Re: Linux guest kernel threat model for Confidential Computing

From: Christophe de Dinechin
Date: Wed Feb 08 2023 - 11:59:51 EST



On 2023-02-08 at 11:58 +01, Greg Kroah-Hartman <gregkh@xxxxxxxxxxxxxxxxxxx> wrote...
> On Wed, Feb 08, 2023 at 10:44:25AM +0000, Reshetova, Elena wrote:
>>
>> The CC threat model does change the traditional linux trust boundary regardless of
>> what mitigations are used (kernel config vs. runtime filtering).

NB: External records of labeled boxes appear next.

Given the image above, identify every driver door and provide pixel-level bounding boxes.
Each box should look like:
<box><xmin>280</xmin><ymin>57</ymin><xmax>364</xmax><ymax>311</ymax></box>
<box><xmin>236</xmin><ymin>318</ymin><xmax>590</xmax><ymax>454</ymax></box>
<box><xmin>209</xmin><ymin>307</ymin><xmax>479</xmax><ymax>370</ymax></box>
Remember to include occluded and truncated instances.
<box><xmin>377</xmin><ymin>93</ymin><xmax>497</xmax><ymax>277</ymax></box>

Because for the
>> drivers that CoCo guest happens to need, there is no way to fix this problem by
>> either of these mechanisms (we cannot disable the code that we need), unless somebody
>> writes a totally new set of coco specific drivers (who needs another set of
>> CoCo specific virtio drivers in the kernel?).
>
> It sounds like you want such a set of drivers, why not just write them?
> We have zillions of drivers already, it's not hard to write new ones, as
> it really sounds like that's exactly what you want to have happen here
> in the end as you don't trust the existing set of drivers you are using
> for some reason.

In the CC approach, the hypervisor is considered as hostile. The rest of the
system is not changed much. If we pass-through some existing NIC, we'd
rather use the existing driver for that NIC rather than reinvent
it. However, we need to also consider the possibility that someone
maliciously replaced the actual NIC with a cleverly crafted software
emulator designed to cause the driver to leak confidential data.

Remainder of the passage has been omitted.